Chapter 22

3.7K 493 19
                                    

"Aku baik-baik saja."

"Aku tidak mau mendengarmu."

"Oppa-"

"Jangan memanggilku begitu! Tidak mempan."

Mendengar itu, Rena lantas menghela napas panjang. Menatap kesal dengan dengusan lirih yang ditujukan kepada pemuda di depannya. Yoongi sempat melirik, mendapati tatapan yang mulai menajam tatkala ia menempelkan ponsel pada telinganya. Tidak ingin kalah, ia pun balas menatap datar.

"Ayah, ini aku. Tidak, tidak, liburanku belum berakhir-ah benar, aku memang baru saja ingin mengatakan padamu, Rena demam tadi malam. Tapi ini jauh, Yah. Iya... akan kusampaikan, dia nakal." Rena sontak melotot di akhir, namun Yoongi hanya menatapnya datar sekali lagi.

"Obatmu akan datang, kemungkinan agak malam. Jangan membantah, atau kuseret pulang nanti!"

Bibir gadis itu mengerucut sebal, menatap Yoongi benar-benar kesal. "Aku ingin lepas, sehariii-"

"Jangan mengada-ngada! Kau tahu obat itu separuh hidupmu," potong Yoongi cepat-cepat.

"Oppa, jangan berlebihan begitu! Jika yang lain tahu maka-" Yoongi lekas memotong dengan mendengus keras-keras, Rena memang tipikal keras kepala sekali. "Lalu mau sampai kapan menyembunyikannya dari Jungkook? Aku tidak mau bertanggung jawab jika nanti dia tahu. Kau harus memberitahunya! Paling tidak beri sinyal!"

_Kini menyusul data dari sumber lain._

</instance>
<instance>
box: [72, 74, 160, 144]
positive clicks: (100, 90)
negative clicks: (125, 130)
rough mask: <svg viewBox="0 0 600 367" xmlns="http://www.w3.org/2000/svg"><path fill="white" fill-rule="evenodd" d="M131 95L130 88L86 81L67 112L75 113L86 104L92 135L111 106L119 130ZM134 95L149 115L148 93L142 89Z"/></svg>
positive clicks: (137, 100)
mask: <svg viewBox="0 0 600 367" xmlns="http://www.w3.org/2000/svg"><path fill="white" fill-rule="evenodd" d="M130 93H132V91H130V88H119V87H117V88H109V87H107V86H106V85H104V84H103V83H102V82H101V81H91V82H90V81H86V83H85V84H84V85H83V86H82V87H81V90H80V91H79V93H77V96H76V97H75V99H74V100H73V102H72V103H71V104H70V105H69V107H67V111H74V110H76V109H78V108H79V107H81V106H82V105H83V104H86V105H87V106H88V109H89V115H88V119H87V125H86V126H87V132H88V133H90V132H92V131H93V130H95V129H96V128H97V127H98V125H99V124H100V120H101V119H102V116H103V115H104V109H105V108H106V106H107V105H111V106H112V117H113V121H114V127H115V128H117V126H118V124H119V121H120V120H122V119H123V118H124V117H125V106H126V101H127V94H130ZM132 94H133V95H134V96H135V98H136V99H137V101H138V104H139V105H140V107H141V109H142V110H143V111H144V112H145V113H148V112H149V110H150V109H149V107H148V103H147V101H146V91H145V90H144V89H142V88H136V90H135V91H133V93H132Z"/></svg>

Mendengar itu, Rena beralih mengulas senyum sendunya. Merasakan hantaman kembali begitu ucapan Yoongi mendera rungunya, hal yang seolah berhasil menyadarkannya kembali, membawanya membuka mata sekali lagi hanya untuk tahu bahwa hal yang telah ia lewati nyaris sebelas tahun terakhir bukanlah mimpi. Tentu saja. Dan memang benar, seharusnya begitu. Sejujurnya, ada banyak harapan yang telah menggaung di atas kepala-menunggu untuk diwujudkan, namun pada kenyataannya ketakutan telah menjatuhkan—menimbun, dan nyaris mengubur dalam-dalam tatkala kenyataan terlebih dulu menampar.

"Belum. Dan tidak. Aku belum siap dan tidak ingin melepaskannya." Yoongi pun menghela napasnya pasrah, hari ini ia lelah mengingatkan. Barangkali akan mencoba kembali esok, atau lusa.

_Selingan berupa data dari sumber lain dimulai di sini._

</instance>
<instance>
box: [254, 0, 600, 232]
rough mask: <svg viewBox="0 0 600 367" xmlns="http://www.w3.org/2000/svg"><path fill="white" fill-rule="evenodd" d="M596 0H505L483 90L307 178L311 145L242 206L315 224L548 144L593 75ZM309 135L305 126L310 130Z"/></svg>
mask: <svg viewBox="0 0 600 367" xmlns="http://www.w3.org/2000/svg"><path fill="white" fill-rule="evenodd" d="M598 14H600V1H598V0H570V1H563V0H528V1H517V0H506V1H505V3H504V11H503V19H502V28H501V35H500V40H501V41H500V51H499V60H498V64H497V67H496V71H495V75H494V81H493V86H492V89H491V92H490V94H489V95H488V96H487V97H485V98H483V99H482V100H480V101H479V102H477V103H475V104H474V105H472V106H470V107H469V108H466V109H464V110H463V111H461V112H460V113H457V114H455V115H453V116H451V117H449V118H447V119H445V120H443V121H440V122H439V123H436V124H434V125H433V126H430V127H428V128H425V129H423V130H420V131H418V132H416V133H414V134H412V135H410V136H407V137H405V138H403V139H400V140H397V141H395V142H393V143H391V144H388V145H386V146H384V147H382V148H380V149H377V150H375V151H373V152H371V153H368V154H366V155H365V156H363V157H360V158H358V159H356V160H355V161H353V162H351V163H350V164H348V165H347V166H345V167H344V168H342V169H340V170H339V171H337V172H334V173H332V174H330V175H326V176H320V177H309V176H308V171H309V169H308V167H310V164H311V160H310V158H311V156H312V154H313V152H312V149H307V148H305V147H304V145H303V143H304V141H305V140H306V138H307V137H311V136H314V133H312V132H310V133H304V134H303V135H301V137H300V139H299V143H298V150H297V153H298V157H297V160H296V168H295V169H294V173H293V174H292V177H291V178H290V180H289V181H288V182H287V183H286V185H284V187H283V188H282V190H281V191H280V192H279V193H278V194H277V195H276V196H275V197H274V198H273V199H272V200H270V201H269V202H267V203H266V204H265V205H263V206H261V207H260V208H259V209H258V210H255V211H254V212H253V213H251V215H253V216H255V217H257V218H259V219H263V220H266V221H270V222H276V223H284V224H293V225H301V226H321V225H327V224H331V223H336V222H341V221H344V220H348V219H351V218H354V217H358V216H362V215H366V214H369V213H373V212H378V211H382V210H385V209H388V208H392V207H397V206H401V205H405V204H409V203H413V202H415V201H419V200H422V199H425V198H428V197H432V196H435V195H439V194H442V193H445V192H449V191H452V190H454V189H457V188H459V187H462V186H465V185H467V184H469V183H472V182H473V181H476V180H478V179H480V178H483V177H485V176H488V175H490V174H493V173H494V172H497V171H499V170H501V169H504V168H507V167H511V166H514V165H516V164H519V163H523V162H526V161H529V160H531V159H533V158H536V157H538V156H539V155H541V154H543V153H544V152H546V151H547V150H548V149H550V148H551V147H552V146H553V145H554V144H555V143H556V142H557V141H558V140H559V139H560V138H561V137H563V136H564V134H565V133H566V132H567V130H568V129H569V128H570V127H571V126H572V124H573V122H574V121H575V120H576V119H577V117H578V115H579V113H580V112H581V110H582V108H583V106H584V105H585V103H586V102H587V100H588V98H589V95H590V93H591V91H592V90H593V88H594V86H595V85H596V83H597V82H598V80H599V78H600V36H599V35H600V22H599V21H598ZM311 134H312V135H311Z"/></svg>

"Aku tahu kau gadis yang kuat. Jika aku jadi kau, aku pasti akan mengencani Taehyung alih-alih menunggu Jungkook."

Sepersekon kemudian, mereka lantas mengudarakan tawa, saling diselubungi rasa hangat yang menjalar. Merasakan seolah udara begitu lihai menyapa, tak berminat menekuk wajah hanya untuk kembali mengingat duka-Rena terlampau ingin menyenangkan diri bersama pemuda di hadapannya kini.

"Aku tidak ingin berhenti mengingatkanmu ini. Dengar! Entah nanti, esok, lusa, pekan depan, bulan depan, tahun depan, atau belasan dan puluhan tahun ke depan-" ia menjeda, menatap teduh dengan senyuman tulusnya, "jangan menyerah!"

Mendengar itu, Rena mencoba menahan kuat-kuat rasa getir yang memenuhi langit-langit kepalanya, mulai turun hingga dicecap, tak lantas membuatnya luruh begitu saja. Ia justru mengulas senyum, mencoba setenang mungkin, dan membalas dengan suara tegar setengah bergetar tatkala menyadari kerongkongannya tercekat setengah mati, seolah dipaksa menelan saliva pilu. "Aku tidak berjanji. Tapi aku akan mencoba melakukannya. Akan kuingat."

Yoongi lantas mengangguk ragu, namun berusaha menutupinya dengan mengulurkan jemarinya untuk mengacak surai Rena. "Jaga dirimu!" ujarnya, kembali mengulas senyum yang dibalas sama.

Bohong jika Rena hanya membalas begitu saja, rasa-rasanya ketakutannya bahkan semakin membesar. Ada sesuatu yang mengganjal. Ia merasakannya-tepat pada saat Yoongi mengulas senyumnya.

Cklekk...

Mendengar pintu yang mendadak dibuka sedikit kasar, Yoongi lantas menarik tangan. Rena dan pemuda itu kompak mengernyit tatkala menemukan Taehyung dengan napas terengah, pun peluh yang menetes memenuhi wajah. Pemuda itu menyeret langkah mendekat, sempat menghela napas lega manakala menemukan Rena yang menatapnya di detik itu.